SWEDENBORG, we may note, in the course of a long passage from the work from which I have already quoted, says that by "magic" is signified "the science of spiritual things"[1] His position appears to be that there is a genuine magic, or science of spiritual things, and a false magic, that science perverted: a view of the matter which I propose here to adopt.
The word "magic" itself is derived from the Greek "magos," the wise man of the East, and hence the strict etymological meaning of the term is "the wisdom or science of the magi"; and it is, I think, significant that we are told (and I see no reason to doubt the truth of it) that the magi were among the first to worship the new-born CHRIST.[2]
[1] _Op. cit_., SE 5223.
[2] See The Gospel according to MATTHEW, chap. ii., verses 1 to 12.

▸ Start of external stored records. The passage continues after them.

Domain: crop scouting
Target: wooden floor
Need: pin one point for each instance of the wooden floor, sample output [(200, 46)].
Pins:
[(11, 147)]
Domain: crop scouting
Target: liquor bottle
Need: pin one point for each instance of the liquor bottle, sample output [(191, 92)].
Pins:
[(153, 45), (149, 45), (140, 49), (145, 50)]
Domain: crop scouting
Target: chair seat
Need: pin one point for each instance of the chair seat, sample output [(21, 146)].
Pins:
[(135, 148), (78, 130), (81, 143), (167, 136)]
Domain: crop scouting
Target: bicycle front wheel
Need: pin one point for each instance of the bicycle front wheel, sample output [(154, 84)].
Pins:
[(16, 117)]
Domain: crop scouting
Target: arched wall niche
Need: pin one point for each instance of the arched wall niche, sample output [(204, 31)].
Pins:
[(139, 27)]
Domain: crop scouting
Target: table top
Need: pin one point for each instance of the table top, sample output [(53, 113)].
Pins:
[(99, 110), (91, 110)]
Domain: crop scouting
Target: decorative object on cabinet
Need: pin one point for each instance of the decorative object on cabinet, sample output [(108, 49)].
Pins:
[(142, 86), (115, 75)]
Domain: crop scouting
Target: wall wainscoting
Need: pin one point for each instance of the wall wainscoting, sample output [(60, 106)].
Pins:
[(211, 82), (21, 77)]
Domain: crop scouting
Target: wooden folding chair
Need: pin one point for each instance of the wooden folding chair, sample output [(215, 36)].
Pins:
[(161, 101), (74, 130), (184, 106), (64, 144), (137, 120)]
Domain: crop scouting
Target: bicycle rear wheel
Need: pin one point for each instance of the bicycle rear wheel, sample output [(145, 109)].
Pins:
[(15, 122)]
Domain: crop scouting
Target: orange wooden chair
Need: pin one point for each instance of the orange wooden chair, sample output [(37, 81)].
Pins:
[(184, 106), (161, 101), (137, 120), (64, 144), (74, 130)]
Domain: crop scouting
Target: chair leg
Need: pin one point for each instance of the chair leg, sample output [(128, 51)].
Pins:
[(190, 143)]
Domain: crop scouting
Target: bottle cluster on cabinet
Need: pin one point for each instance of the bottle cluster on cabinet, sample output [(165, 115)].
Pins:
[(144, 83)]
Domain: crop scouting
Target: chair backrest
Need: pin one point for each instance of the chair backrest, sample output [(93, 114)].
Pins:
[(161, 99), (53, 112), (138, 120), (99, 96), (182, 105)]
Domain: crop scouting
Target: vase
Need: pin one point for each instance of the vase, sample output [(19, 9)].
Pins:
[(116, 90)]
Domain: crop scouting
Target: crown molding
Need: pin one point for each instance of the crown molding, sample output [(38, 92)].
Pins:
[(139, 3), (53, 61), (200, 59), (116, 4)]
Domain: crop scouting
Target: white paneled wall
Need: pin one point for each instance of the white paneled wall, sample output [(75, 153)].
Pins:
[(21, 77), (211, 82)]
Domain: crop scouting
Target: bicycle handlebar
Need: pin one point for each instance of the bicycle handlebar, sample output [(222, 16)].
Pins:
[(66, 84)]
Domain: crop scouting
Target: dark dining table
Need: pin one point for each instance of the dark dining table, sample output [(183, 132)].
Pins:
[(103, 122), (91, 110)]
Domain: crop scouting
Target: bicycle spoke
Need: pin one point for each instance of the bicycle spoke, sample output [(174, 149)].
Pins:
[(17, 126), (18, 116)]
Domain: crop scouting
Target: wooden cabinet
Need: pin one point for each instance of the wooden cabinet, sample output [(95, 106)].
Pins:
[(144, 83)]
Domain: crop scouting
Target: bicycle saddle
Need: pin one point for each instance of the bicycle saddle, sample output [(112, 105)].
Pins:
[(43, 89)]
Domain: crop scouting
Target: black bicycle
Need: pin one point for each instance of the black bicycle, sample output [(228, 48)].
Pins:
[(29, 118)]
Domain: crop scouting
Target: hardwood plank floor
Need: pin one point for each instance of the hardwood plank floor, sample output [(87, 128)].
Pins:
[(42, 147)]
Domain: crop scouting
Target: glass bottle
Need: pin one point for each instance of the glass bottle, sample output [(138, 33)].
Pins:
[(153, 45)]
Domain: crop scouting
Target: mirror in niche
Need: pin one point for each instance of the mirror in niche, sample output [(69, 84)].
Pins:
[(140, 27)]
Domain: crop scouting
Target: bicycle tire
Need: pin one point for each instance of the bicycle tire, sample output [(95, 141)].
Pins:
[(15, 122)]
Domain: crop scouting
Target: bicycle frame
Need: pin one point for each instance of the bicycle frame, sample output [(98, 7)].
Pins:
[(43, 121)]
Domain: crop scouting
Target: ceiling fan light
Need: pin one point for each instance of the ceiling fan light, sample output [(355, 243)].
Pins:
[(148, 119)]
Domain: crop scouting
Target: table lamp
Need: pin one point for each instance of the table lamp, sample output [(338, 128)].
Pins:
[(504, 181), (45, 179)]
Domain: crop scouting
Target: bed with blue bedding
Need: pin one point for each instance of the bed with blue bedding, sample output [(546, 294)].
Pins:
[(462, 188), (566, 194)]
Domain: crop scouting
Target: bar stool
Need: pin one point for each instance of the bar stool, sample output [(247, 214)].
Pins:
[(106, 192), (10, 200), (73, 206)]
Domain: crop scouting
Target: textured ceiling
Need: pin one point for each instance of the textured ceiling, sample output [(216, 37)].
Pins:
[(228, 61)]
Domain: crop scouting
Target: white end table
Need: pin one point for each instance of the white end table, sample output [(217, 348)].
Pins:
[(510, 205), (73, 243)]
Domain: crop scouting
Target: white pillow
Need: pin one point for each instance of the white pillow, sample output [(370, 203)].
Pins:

If there be an abuse of correspondences, or symbols, there surely must also be a use, to which the word "magic" is not inapplicable.
As such, religious ritual, and especially the sacraments of the Christian Church, will, no doubt, occur to the minds of those who regard these symbols as efficacious, though they would probably hesitate to apply the term "magical" to them.
But in using this term as applying thereto, I do not wish to suggest that any such rites or ceremonies possess, or can possess, any CAUSAL efficacy in the moral evolution of the soul.
The will alone, in virtue of the power vouchsafed to it by the Source of all power, can achieve this; but I do think that the soul may be assisted by ritual, harmoniously related to the states of mind which it is desired to induce.
No doubt there is a danger of religious ritual, especially when its meaning is lost, being engaged in for its own sake.